Follow these steps to run the exercises on UCloud. First, mount the following two drives, use the hpc-pipes/setup.sh initialization file, and ask for 2 CPUs so we can run things in parallel:

YourNameSurname#xxxx: save your results/files here.
shared/hpclab-workshop: contains input files and scripts. You can read-only access from this directory (no write permissions).

Next, activate snakemake environment.

conda deactivate 
# make sure no env is active!
conda activate snakemake

Finally, navigate to your personal drive and use the project directory you created yesterday to save all the output files from the exercises!

You can choose to run your tasks either locally or on an accessible HPC. Refer to the Welcome page for the software you need to install. Next, create a new environment using the YAML file, activate the conda environment, and download the data. The solutions and suggestions below use full paths assuming you are working on UCloud and have followed the setup instructions. If you are running things locally, you will need to adjust these paths accordingly (e.g., /work/hpclab will most likely not be valid in your computer).

Day 2 - Part 3

A. Snakemake

It’s time to create your own pipeline and experiment with its different components!

Tip

If you need help, try to find answers to your questions by consulting the Snakemake documentation, as it is a great resource with many examples. That’s how you would do it in a real-world scenario.

In this section, we will be working with a tabulated metadata file, samples_EB.tsv, which documents samples from a project on bearded seals (sp. Erignathus barbatus). Each row represents a sample, and the columns contain various attributes for that sample. The file is designed to be simple and small, making it easy to work with and manipulate across tasks. However, the specifics of the data aren’t the primary focus.

What information is available in the metadata columns?

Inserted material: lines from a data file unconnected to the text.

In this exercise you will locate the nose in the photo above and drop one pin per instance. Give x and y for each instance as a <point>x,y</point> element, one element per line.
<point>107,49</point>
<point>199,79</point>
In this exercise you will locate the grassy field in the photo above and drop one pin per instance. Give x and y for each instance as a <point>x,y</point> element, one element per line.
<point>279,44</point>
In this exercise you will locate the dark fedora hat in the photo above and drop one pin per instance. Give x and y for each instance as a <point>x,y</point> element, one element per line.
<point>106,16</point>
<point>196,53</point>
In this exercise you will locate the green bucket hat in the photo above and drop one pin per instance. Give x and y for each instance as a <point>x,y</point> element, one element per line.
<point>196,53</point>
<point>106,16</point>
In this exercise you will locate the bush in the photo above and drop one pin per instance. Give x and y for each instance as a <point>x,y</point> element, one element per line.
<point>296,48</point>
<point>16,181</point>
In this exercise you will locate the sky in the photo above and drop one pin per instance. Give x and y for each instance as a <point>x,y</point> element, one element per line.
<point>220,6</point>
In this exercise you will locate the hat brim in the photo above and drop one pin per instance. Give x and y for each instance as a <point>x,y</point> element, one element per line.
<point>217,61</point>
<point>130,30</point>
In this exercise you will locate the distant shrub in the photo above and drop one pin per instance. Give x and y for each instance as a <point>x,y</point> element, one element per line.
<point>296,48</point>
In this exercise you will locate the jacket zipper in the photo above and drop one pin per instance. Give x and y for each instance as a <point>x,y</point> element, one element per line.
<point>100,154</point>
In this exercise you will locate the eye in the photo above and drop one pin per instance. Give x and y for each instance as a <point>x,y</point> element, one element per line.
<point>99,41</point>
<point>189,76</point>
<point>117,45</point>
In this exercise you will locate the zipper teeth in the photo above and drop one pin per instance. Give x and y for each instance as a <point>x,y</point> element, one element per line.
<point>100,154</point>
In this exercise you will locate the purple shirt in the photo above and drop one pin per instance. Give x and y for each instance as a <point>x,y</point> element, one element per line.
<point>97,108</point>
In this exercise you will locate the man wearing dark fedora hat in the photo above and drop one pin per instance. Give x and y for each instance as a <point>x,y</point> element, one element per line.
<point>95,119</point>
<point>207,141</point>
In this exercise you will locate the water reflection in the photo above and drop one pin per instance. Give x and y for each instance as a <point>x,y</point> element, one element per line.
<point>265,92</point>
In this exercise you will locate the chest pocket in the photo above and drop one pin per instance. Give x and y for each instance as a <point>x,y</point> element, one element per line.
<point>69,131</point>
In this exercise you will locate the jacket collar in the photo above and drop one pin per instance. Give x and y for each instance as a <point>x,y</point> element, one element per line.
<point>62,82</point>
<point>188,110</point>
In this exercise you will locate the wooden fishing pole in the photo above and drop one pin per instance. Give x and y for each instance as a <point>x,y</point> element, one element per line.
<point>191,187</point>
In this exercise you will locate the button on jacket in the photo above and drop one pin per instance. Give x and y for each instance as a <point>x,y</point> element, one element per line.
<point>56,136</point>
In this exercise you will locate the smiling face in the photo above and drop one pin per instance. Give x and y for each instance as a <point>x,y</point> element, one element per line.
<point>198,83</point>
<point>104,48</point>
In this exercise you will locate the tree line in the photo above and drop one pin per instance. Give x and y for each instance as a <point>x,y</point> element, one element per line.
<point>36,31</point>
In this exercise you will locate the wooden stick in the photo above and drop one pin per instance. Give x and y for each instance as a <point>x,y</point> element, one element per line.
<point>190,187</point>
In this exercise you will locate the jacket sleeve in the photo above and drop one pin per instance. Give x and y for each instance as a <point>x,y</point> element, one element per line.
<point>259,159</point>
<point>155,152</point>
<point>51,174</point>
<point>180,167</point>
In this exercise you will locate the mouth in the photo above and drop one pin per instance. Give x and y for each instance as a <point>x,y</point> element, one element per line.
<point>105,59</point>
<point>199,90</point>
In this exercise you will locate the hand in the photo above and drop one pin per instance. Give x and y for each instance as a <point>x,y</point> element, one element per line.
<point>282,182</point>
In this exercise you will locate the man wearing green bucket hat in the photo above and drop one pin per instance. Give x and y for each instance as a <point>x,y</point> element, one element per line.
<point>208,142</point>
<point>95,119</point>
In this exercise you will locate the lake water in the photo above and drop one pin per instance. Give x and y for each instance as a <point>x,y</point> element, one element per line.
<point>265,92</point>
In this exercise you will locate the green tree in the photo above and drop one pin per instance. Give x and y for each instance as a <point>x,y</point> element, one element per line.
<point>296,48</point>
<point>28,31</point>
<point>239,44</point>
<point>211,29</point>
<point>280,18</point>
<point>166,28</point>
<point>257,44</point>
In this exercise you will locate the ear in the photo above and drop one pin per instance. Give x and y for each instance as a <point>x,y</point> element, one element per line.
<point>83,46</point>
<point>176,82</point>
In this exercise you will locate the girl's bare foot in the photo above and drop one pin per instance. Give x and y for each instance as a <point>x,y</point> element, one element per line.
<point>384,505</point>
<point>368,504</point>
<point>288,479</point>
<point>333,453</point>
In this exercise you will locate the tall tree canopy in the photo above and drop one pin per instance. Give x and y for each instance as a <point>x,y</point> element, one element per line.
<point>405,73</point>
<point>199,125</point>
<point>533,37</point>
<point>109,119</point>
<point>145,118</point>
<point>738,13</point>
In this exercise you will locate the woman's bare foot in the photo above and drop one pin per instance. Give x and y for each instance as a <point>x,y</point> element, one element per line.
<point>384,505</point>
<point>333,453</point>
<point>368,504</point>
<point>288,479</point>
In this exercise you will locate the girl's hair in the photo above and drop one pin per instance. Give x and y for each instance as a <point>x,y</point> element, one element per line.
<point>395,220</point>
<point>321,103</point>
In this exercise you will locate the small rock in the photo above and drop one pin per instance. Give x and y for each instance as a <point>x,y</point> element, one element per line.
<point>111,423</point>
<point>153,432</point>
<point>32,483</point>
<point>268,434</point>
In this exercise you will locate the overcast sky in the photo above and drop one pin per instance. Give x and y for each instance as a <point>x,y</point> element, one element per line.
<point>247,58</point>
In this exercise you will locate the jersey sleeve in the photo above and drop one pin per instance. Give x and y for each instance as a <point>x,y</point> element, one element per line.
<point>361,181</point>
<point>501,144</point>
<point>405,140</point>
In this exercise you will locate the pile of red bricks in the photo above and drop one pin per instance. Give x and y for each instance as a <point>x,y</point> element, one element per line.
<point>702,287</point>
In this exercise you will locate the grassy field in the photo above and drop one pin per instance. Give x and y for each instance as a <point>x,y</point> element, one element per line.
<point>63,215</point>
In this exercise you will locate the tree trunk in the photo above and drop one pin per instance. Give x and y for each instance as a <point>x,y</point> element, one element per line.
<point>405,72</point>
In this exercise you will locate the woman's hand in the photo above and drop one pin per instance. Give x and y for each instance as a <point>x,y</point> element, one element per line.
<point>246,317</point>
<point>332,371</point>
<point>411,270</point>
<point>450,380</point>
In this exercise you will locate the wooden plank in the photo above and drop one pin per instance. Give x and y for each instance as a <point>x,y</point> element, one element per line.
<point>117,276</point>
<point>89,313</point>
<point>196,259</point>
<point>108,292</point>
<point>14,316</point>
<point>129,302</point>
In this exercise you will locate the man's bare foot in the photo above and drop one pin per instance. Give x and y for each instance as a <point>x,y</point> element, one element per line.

ID: Unique identifier for each sample.
genomic_species: Species classification based on genomic data.
subspecies: Specific subspecies classification.
plot_subspecies: Visualization label for subspecies.
country: Country of origin.
location: Specific location of the sample within the country.
AbbrevMap: Abbreviated mapping of location details.
lat and long: Latitude and longitude coordinates.
lon.utm and lat.utm: UTM (Universal Transverse Mercator) coordinates.
sex: Sample gender.
year: Year the sample was collected.
tissue: Tissue type used for sample collection.
coverage and samtools.coverage: Coverage metrics for sample analysis.
nuDNA coverage and nuDNA coverage st.dev: Nuclear DNA coverage and its standard deviation.
total_sites: Total genomic sites assessed.
homozygous_sites: Count of homozygous sites.
proportion_heterozygous: Proportion of heterozygous sites.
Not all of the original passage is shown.